I recently tried Netbeans for some PHP development, and I think it's ok - but
yes, it really slows down when it's "scanning projects...". (I've configured
to sync to server on save) - how annoying.

Recently had to learn more vim and I don't mind using it on the server
(console environment), but prefer an actual UI.

------
weaksauce
I would say eclipse with pydev. I tried out komodo for a while but it seemed a
bit on the slow side. Same story with netbeans. I also recently tried out
wingIDE but was not too impressed. Most of my coding in python is done in
either textmate for oneoffs, vim on a server for quick fixes or eclipse/pydev
for more in depth stuff.

Pydev has the code completion and debugging facilities that you are looking
for and I would imagine that you could find a suitable plugin to do the
continuous deployment and automated build testing as eclipse has a strong
plugin ecosystem.

------
macco
If you want to go the Eclipse-Road Aptana is worth a look.

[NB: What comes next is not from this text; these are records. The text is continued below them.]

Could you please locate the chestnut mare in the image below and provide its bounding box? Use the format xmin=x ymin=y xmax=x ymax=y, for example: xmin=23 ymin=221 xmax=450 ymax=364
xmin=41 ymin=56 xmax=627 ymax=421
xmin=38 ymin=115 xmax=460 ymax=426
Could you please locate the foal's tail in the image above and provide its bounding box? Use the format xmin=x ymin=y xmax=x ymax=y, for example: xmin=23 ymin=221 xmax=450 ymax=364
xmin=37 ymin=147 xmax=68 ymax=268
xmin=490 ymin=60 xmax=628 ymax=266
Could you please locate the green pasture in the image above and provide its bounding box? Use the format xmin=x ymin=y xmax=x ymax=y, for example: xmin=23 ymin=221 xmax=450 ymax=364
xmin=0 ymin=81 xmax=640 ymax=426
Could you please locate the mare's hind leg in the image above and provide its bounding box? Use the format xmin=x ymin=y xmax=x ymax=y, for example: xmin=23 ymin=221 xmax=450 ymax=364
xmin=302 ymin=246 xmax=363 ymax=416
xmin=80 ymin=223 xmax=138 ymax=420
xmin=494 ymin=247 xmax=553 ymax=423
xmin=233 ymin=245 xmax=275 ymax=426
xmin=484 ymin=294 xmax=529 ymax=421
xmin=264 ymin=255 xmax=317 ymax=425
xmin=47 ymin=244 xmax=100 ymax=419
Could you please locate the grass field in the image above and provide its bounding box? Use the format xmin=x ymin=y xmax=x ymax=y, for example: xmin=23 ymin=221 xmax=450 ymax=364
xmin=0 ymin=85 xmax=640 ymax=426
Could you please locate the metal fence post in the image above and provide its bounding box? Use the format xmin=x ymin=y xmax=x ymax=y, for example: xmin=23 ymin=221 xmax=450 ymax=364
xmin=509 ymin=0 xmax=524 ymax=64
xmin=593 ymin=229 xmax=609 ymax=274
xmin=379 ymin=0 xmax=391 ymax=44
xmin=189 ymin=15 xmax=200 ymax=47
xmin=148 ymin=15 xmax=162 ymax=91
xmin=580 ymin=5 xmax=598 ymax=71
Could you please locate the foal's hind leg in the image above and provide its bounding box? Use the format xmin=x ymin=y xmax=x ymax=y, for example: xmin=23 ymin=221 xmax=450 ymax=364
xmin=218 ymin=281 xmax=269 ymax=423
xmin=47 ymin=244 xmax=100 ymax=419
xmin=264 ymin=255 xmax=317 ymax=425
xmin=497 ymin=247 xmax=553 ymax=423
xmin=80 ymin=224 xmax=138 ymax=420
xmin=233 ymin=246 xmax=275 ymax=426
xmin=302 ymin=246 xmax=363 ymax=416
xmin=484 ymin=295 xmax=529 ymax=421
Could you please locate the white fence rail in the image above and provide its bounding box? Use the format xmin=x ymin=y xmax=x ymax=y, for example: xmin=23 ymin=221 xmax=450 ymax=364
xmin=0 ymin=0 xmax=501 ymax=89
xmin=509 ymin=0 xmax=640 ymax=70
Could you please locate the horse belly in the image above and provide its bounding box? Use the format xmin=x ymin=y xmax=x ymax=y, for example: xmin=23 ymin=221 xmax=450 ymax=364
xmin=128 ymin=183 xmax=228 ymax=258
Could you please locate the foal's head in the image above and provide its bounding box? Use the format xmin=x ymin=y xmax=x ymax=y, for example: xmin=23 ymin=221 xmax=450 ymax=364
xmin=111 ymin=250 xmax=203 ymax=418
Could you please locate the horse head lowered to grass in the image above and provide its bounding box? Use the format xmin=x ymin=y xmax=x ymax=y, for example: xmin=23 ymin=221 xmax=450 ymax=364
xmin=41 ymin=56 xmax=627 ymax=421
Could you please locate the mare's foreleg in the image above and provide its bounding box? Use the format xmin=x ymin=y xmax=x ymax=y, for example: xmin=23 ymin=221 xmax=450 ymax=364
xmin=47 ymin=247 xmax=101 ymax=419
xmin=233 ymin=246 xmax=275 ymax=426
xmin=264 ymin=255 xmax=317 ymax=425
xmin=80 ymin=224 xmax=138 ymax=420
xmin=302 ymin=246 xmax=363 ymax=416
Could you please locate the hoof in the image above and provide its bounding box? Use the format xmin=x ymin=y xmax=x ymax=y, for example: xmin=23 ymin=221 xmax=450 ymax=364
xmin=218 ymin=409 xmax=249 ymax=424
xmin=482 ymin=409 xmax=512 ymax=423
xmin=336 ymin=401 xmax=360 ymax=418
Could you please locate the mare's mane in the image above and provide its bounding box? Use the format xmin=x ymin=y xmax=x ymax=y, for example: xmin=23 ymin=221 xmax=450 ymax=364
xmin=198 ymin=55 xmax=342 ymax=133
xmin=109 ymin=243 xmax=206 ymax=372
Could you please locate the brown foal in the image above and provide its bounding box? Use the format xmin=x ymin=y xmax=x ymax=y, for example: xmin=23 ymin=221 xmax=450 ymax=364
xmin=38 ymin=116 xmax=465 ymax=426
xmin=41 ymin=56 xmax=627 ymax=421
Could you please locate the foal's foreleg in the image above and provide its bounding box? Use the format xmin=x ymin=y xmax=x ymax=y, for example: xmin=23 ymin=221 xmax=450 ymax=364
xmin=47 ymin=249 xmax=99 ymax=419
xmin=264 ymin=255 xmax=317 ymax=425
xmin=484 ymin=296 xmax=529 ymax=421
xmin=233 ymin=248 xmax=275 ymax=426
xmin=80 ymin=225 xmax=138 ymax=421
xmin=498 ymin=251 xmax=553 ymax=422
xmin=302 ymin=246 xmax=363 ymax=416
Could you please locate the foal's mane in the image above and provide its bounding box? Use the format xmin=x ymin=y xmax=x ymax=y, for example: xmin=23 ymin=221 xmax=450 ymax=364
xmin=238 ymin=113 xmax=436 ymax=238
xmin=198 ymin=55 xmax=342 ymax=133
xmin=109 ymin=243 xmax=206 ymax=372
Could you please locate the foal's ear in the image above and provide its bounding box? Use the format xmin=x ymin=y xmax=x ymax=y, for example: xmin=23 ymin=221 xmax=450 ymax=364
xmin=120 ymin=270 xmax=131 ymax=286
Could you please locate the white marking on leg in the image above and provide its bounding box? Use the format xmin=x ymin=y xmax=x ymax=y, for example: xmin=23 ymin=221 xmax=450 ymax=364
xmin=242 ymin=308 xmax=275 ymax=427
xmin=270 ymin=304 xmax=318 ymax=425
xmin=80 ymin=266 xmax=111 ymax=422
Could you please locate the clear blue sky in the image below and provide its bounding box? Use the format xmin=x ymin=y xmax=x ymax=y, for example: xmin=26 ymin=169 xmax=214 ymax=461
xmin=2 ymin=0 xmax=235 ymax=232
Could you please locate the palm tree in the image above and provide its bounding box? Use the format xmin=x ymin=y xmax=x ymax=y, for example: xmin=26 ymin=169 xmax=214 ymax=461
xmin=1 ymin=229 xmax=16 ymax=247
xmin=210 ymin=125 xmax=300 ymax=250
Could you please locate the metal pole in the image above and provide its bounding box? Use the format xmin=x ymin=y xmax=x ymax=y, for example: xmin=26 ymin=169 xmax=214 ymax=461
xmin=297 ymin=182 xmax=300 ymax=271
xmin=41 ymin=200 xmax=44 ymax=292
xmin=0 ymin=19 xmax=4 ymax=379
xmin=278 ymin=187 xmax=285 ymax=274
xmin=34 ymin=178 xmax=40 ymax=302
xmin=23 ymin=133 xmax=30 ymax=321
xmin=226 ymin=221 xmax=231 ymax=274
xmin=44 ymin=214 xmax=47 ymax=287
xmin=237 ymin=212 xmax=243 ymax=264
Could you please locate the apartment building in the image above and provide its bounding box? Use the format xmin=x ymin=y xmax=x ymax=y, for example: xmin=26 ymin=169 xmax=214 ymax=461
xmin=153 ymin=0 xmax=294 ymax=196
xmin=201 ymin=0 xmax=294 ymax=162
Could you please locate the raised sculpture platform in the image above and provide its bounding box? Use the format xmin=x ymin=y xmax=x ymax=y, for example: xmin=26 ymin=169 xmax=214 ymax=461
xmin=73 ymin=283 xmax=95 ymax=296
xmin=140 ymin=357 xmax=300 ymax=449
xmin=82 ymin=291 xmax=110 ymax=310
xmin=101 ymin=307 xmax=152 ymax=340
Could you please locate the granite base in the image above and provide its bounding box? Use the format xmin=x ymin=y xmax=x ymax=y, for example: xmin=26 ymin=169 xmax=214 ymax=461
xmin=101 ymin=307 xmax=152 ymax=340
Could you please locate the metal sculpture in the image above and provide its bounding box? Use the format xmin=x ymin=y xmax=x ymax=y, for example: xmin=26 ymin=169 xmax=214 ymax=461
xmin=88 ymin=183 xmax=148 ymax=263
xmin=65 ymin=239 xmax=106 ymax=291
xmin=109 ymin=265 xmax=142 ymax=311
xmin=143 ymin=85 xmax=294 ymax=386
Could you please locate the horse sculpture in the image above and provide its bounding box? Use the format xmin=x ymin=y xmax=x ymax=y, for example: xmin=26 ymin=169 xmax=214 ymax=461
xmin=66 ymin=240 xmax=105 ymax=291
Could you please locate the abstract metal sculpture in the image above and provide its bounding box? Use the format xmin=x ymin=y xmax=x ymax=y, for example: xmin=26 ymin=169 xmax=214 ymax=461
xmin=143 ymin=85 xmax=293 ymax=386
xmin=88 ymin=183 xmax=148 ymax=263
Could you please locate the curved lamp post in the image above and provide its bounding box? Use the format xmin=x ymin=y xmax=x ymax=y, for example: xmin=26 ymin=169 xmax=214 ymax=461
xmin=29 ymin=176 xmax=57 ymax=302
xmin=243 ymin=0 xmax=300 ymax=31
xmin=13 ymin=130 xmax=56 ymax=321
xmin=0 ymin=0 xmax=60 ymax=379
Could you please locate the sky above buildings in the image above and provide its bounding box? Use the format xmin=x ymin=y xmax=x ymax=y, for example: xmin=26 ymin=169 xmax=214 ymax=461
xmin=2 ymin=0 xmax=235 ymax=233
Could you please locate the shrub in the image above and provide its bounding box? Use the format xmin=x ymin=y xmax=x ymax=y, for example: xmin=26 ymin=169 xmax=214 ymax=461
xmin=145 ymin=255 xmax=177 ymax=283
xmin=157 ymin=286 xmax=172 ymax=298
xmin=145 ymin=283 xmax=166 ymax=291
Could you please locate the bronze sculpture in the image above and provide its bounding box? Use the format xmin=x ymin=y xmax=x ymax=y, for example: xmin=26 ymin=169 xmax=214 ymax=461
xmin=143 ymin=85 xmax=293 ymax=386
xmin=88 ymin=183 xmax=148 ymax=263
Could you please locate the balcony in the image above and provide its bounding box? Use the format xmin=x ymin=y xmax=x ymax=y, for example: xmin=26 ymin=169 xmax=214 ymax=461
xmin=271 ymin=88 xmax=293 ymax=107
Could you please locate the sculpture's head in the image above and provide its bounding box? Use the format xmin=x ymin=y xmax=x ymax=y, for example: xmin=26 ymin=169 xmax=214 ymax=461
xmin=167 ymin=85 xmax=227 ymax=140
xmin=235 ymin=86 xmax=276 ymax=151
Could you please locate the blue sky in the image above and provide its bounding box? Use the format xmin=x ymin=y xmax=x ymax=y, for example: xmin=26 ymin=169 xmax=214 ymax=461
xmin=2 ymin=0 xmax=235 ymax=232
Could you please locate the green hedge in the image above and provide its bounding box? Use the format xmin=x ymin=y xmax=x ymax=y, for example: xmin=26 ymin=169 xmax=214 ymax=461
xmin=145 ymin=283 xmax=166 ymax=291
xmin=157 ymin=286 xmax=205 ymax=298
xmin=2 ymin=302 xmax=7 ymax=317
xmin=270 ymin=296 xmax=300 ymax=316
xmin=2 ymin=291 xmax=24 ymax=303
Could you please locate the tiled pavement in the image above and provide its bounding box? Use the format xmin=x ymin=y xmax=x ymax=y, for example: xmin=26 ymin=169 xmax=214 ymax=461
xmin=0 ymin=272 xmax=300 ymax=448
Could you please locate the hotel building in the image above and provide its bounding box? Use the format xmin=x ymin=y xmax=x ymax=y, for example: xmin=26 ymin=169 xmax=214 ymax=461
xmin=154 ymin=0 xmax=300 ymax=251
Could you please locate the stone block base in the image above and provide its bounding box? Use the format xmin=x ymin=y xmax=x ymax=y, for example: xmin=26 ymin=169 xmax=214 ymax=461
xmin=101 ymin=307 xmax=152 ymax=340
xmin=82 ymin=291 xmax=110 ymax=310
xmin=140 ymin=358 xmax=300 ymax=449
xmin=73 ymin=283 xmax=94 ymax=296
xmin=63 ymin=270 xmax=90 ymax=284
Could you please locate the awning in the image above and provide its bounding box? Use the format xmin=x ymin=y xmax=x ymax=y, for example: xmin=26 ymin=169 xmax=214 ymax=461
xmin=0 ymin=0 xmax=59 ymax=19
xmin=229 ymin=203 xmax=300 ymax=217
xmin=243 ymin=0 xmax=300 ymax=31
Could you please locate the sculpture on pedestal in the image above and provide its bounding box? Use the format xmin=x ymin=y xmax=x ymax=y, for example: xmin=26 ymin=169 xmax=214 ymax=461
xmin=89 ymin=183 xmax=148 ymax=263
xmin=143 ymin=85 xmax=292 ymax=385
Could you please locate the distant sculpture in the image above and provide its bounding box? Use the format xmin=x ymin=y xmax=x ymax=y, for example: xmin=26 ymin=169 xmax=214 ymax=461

I personally would recommend Emacs + bpython/ipython. A deadly combination.

------
enduser
Unix. Use multiple refined tools that operate well together.

Editing: vim or emacs. if vim: nerdtree, vim-snipmate, vim-omnicomplete, vim's
python integration.

Deployment: rsync (or your DVCS). I have a simple script that 'touch'es my
Django .wsgi files before rsyncing to the deployment server.

ipython is great.

------
vaidhy
I have been using Stan's Python Editor (SPE) for quite some time and am very
happy with it. Easy to install on my Ubuntu box, no big application+kitchen
sink package, no magic customization files and free to boot.

------
jacquesm
intellij or eclipse.

Intellij has a free trial for 30 days, that way you can see if going for
'closed source' vs open source is worth it.